To setup the AWS Batch stack, which should only be done once per AWS account, run ./scripts/setup_aws_batch.

Updating the Batch AMI

Use deployment/batch_amis.py to update the Batch environment AMI. This requires your raster-vision AWS profile to be configured.

$ aws --profile raster-vision configure
$ cd deployment
$ pip install -r requirements.txt
$ ./batch_amis.py  build-amis --aws-profile raster-vision
...
==> Builds finished. The artifacts of successful builds are:
--> raster-vision-gpu: AMIs were created:

us-east-1: ami-fb5c7980

Use the AMI ID provided above, to update the ComputeResources > imageId field in deployment/batch/compute_environment_{gpu,cpu}.json. To apply these changes, delete the existing Batch environments using the AWS Console, and then re-run the steps in the section above.

Prune any old AMIs by using the prune-amis command to batch_amis.py

$ ./batch_amis.py  prune-amis --keep 10

Submitting a job

To submit a job to Batch, use the batch_submit script inside the Docker container as follows.

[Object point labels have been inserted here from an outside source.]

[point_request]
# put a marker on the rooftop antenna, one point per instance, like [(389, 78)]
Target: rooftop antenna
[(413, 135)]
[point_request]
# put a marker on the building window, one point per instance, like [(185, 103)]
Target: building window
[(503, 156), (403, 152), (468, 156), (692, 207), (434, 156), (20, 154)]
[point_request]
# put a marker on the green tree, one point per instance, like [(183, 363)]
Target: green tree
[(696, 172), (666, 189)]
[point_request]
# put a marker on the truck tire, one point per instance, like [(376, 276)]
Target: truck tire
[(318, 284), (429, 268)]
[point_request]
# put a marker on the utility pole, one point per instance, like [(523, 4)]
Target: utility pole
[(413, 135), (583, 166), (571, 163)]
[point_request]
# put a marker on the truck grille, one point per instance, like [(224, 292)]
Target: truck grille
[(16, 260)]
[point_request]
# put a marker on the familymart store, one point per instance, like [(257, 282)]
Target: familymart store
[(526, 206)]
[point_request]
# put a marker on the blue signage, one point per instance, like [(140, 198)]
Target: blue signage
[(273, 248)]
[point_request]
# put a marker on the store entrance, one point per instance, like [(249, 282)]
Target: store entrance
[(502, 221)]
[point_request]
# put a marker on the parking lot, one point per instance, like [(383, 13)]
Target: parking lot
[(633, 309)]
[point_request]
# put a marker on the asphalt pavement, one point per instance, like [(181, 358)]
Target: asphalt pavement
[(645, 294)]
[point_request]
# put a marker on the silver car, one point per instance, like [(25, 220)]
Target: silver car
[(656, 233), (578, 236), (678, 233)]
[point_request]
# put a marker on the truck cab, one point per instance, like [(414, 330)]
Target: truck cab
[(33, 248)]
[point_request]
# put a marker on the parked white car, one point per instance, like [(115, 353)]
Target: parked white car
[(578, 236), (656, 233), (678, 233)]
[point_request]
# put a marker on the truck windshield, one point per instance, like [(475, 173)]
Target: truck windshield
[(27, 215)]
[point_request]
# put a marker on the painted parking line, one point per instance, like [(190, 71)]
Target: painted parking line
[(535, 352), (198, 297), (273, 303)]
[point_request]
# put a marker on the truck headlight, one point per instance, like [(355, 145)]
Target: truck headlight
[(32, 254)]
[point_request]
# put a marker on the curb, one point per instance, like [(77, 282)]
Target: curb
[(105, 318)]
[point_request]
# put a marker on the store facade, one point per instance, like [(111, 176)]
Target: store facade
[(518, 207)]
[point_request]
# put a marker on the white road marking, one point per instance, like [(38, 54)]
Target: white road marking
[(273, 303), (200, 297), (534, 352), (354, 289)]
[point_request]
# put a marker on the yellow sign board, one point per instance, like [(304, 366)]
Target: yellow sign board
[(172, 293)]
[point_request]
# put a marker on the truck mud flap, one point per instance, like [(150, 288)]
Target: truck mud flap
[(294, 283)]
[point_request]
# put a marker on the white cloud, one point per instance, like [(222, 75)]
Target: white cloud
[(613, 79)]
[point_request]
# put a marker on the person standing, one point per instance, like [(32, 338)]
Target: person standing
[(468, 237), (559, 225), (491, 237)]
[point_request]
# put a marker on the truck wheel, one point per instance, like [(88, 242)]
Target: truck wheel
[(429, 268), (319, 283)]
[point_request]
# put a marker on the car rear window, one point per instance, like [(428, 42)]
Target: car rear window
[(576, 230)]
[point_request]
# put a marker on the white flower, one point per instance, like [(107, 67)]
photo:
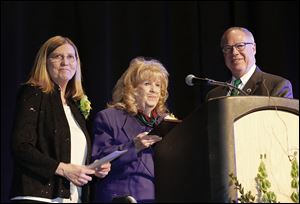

src/detection/scripts/batch_submit.py <branch_name> "<command_to_run>" --attempts <# of attempts>

The branch_name should be the name of the branch with the code to run. If you are testing a job to see if it might fail, you should run it with --attempts 1 so that it won't be retried if it fails. After submitting a job, AWS Batch will start an EC2 instance, run the command inside a Docker container, and will shut it down when finished.